Download or read book The Pig Book written by Citizens Against Government Waste and published by St. Martin's Griffin. This book was released on 2013-09-17 with total page 212 pages. Available in PDF, EPUB and Kindle. Book excerpt: The federal government wastes your tax dollars worse than a drunken sailor on shore leave. The 1984 Grace Commission uncovered that the Department of Defense spent $640 for a toilet seat and $436 for a hammer. Twenty years later things weren't much better. In 2004, Congress spent a record-breaking $22.9 billion dollars of your money on 10,656 of their pork-barrel projects. The war on terror has a lot to do with the record $413 billion in deficit spending, but it's also the result of pork over the last 18 years the likes of: - $50 million for an indoor rain forest in Iowa - $102 million to study screwworms which were long ago eradicated from American soil - $273,000 to combat goth culture in Missouri - $2.2 million to renovate the North Pole (Lucky for Santa!) - $50,000 for a tattoo removal program in California - $1 million for ornamental fish research Funny in some instances and jaw-droppingly stupid and wasteful in others, The Pig Book proves one thing about Capitol Hill: pork is king!
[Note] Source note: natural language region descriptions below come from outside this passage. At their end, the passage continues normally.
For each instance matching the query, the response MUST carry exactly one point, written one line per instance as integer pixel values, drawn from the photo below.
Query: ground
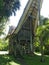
(6, 59)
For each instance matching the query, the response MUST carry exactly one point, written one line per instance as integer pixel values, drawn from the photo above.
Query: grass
(29, 60)
(8, 60)
(35, 60)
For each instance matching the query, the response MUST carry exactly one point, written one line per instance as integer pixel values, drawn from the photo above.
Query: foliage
(7, 8)
(3, 45)
(35, 60)
(42, 35)
(8, 60)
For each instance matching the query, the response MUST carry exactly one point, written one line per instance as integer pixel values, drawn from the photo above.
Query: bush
(3, 45)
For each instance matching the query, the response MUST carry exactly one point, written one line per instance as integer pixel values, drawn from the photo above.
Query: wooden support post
(31, 43)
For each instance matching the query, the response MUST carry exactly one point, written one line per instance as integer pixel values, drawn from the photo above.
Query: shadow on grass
(9, 60)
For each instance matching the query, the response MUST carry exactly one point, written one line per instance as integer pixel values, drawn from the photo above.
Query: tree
(7, 8)
(43, 34)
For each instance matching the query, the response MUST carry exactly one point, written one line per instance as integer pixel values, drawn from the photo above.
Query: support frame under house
(21, 40)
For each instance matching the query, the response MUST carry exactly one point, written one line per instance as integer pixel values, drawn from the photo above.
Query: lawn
(29, 60)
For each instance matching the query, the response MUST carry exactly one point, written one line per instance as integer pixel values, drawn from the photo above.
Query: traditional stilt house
(21, 40)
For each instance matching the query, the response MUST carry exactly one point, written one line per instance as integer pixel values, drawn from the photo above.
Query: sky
(44, 11)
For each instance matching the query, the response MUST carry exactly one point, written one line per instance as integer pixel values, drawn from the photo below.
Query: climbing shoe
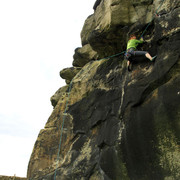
(153, 58)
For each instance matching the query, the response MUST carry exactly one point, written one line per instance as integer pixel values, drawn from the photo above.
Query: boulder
(117, 124)
(84, 55)
(69, 73)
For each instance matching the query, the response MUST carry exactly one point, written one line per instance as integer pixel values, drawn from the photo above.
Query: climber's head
(132, 36)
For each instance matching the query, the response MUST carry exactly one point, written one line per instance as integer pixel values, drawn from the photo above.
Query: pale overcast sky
(37, 40)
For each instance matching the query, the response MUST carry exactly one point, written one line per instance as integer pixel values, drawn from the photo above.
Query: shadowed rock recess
(119, 125)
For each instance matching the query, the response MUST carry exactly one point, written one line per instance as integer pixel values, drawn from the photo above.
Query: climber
(131, 51)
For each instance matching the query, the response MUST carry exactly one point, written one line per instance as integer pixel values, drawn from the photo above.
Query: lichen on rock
(117, 124)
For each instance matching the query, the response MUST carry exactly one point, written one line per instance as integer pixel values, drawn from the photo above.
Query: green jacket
(133, 43)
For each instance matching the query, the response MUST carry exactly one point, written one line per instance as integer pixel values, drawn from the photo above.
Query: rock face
(11, 178)
(117, 124)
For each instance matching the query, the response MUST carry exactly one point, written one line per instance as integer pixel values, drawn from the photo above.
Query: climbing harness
(70, 87)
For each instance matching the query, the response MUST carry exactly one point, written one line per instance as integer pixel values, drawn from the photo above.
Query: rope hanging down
(70, 87)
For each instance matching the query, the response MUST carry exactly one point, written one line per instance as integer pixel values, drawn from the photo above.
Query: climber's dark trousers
(139, 53)
(131, 53)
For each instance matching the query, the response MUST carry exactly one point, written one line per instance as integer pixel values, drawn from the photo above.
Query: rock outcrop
(11, 178)
(117, 124)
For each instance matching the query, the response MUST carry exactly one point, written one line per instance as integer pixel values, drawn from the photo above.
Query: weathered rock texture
(118, 124)
(11, 178)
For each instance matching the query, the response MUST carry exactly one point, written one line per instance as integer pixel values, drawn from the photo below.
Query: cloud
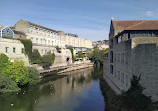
(86, 33)
(149, 13)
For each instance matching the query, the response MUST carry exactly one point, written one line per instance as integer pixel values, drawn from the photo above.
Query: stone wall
(17, 55)
(145, 63)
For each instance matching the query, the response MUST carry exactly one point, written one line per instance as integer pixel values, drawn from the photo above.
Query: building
(133, 51)
(41, 35)
(74, 41)
(6, 32)
(13, 49)
(101, 45)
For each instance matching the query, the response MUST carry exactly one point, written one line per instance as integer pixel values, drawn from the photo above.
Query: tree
(89, 53)
(7, 84)
(47, 59)
(72, 53)
(80, 54)
(36, 57)
(33, 76)
(16, 71)
(3, 61)
(58, 49)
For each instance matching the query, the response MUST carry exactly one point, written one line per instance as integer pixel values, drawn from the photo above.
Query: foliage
(7, 84)
(89, 53)
(33, 76)
(28, 46)
(47, 59)
(134, 99)
(80, 54)
(16, 71)
(36, 57)
(98, 56)
(58, 49)
(131, 100)
(3, 61)
(72, 53)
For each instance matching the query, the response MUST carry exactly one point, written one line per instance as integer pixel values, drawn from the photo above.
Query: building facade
(13, 49)
(74, 41)
(6, 32)
(133, 51)
(41, 35)
(101, 45)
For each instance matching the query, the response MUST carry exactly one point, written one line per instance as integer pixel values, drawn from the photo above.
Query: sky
(89, 19)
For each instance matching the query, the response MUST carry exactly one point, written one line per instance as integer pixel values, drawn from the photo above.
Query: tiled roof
(40, 26)
(137, 25)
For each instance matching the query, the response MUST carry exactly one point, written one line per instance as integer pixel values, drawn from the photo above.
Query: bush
(7, 84)
(47, 59)
(36, 57)
(16, 71)
(27, 45)
(33, 76)
(3, 61)
(58, 49)
(72, 53)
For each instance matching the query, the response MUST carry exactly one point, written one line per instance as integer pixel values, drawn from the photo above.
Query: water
(79, 91)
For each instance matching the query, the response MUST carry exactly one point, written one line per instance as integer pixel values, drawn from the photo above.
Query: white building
(41, 35)
(6, 32)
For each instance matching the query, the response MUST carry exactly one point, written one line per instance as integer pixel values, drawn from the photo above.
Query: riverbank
(63, 69)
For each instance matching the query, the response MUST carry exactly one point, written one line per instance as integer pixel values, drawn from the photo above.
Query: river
(80, 91)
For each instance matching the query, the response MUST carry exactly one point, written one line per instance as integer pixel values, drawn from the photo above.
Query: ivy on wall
(72, 53)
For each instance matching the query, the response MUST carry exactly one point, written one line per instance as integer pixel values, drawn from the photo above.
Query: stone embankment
(75, 67)
(63, 69)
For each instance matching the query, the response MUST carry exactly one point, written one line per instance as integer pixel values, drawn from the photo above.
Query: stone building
(41, 35)
(5, 31)
(101, 45)
(133, 51)
(74, 41)
(13, 49)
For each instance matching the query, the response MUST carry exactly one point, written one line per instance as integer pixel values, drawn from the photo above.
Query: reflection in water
(76, 92)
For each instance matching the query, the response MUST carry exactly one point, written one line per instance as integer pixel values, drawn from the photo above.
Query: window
(122, 77)
(126, 80)
(7, 49)
(119, 75)
(118, 58)
(111, 69)
(41, 41)
(14, 49)
(37, 40)
(22, 50)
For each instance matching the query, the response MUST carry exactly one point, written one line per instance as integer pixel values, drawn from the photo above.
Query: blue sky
(90, 19)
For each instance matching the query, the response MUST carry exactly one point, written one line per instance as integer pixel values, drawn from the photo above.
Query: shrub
(27, 45)
(33, 76)
(16, 71)
(7, 84)
(3, 61)
(36, 57)
(58, 49)
(72, 53)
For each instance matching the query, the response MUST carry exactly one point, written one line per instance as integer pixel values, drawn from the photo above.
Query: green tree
(80, 54)
(16, 71)
(58, 49)
(3, 61)
(47, 59)
(7, 84)
(36, 57)
(89, 53)
(33, 76)
(72, 53)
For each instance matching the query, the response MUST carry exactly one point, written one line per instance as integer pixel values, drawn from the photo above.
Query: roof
(137, 25)
(18, 32)
(40, 26)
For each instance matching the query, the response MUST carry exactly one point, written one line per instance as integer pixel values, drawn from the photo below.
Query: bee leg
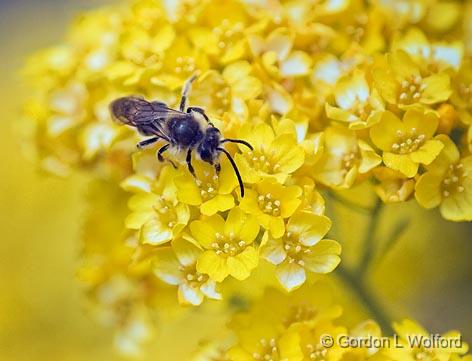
(185, 92)
(200, 111)
(146, 142)
(161, 158)
(189, 162)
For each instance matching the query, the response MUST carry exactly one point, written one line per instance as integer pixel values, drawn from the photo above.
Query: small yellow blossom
(274, 156)
(356, 103)
(431, 57)
(301, 249)
(271, 203)
(277, 56)
(344, 158)
(393, 186)
(406, 144)
(158, 214)
(176, 265)
(228, 244)
(228, 91)
(447, 183)
(223, 38)
(258, 345)
(209, 191)
(462, 92)
(400, 82)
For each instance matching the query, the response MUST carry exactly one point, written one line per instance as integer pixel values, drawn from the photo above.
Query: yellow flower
(407, 144)
(271, 203)
(311, 344)
(301, 249)
(176, 265)
(228, 245)
(431, 57)
(209, 191)
(344, 158)
(274, 156)
(156, 211)
(180, 64)
(400, 82)
(447, 183)
(462, 92)
(222, 38)
(393, 186)
(356, 103)
(260, 344)
(277, 56)
(409, 333)
(228, 91)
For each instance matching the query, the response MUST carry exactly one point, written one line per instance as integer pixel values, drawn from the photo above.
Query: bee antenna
(239, 141)
(236, 170)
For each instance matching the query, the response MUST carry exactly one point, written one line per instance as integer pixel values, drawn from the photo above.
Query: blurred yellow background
(426, 275)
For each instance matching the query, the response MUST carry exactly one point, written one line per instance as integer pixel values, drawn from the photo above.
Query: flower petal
(189, 294)
(241, 265)
(290, 275)
(324, 256)
(213, 265)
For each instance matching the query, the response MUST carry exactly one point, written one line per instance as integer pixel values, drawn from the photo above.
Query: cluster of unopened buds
(330, 94)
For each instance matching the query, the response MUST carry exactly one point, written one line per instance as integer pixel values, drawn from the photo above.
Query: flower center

Book How Big Tech Barons Smash Innovation   and How to Strike Back

Download or read book How Big Tech Barons Smash Innovation and How to Strike Back written by Ariel Ezrachi and published by HarperCollins. This book was released on 2022-06-28 with total page 313 pages. Available in PDF, EPUB and Kindle. Book excerpt: Two market experts deconstruct the drivers and inhibitors to innovation in the digital economy, explain how large tech companies can stifle disruption, assess the toll of their technologies on our well-being and democracy, and outline policy changes to take power away from big tech and return it to entrepreneurs. Silicon Valley’s genius combined with limited corporate regulation promised a new age of technological innovation in which entrepreneurs would create companies that would in turn fuel unprecedented job growth. Yet disruptive innovation has stagnated even as the five leading tech giants, which account for approximately 25 percent of the S&P 500’s market capitalization, are expanding to unimaginable scale and power. In How Big-Tech Barons Smash Innovation—and How to Strike Back, Ariel Ezrachi and Maurice E. Stucke explain why this is happening and what we can do to reverse it. While many distrust the Big-Tech Barons, the prevailing belief is that innovation is thriving online. It isn’t. Rather than disruptive innovations that create significant value, we are getting technologies that primarily extract value and reduce well-being. Using vivid examples and relying on their work in the field, the authors explain how the leading tech companies design their sprawling ecosystems to extract more profits (while crushing any entrepreneur that poses a threat). As a result, we get less innovation that benefits us and more innovations that surpass the dreams of yesteryears’ autocracies. The Tech Barons’ technologies, which seek to decode our emotions and thoughts to better manipulate our behavior, are undermining political stability and democracy while fueling tribalism and hate. But it’s not hopeless. The authors reveal that sustained innovation scales with cities not companies, and that we, as a society, should profoundly alter our investment strategy and priorities to certain entrepreneurs (“Tech Pirates”) and cities’ infrastructure.